A two-level hierarchical optimization framework for grid-connected photovoltaic-wind-battery systems in greenhouse energy management

Abstract

Greenhouse operations are energy-intensive and face increasing pressure from high operational costs, carbon emissions, and grid reliability constraints. This study develops a grid-connected photovoltaic-wind-battery hybrid energy system and proposes a two-level hierarchical optimization framework for greenhouse energy management. At the upper level, greenhouse operations are optimized using two alternative strategies: energy demand minimization, which aims to reduce heating, cooling, and ventilation loads, and energy expense minimization, which focuses on minimizing energy costs under time-of-use electricity tariffs.

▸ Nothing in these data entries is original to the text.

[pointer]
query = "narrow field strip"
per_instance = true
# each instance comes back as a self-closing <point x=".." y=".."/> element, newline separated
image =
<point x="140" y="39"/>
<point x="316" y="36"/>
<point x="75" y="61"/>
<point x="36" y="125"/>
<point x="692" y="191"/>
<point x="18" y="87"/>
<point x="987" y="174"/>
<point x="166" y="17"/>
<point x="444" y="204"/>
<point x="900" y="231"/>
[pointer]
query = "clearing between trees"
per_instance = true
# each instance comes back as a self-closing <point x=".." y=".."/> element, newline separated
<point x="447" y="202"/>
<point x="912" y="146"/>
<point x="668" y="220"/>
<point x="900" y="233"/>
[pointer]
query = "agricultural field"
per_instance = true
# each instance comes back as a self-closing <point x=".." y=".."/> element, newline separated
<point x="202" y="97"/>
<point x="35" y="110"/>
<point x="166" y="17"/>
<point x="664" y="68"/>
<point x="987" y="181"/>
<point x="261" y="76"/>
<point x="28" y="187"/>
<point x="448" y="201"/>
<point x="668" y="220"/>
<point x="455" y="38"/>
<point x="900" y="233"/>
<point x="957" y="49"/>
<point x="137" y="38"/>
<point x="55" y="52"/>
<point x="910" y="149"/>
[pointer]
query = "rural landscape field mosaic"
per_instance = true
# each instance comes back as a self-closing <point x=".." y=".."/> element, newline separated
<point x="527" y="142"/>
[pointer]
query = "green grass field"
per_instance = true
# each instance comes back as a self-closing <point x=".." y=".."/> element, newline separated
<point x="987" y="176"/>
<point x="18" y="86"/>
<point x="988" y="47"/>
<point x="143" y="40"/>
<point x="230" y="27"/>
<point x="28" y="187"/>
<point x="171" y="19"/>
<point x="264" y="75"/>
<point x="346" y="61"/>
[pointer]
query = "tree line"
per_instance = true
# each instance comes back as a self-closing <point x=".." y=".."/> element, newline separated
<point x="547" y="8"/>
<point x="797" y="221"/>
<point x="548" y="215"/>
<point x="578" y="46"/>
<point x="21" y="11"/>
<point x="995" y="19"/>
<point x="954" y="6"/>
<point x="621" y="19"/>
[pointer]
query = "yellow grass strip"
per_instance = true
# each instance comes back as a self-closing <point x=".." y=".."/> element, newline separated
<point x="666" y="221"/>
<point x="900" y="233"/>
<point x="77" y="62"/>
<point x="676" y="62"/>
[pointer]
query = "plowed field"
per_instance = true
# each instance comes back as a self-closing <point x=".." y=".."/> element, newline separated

At the lower level, energy system scheduling is addressed through renewable energy utilization maximization and comprehensive cost minimization strategies, the latter accounting for electricity purchases, battery degradation, and carbon emissions. Simulation results demonstrate that the comprehensive cost minimization strategy achieves the best overall balance between economic performance and environmental benefits, reducing total operational costs by 45.30% and carbon emissions by 69.25% compared with the baseline. Sensitivity analysis further reveals that the battery unit cost is the most influential factor affecting the economic performance of the system. The proposed framework provides practical guidance for designing cost-effective and low-carbon greenhouse energy systems, supporting reliable and sustainable energy networks.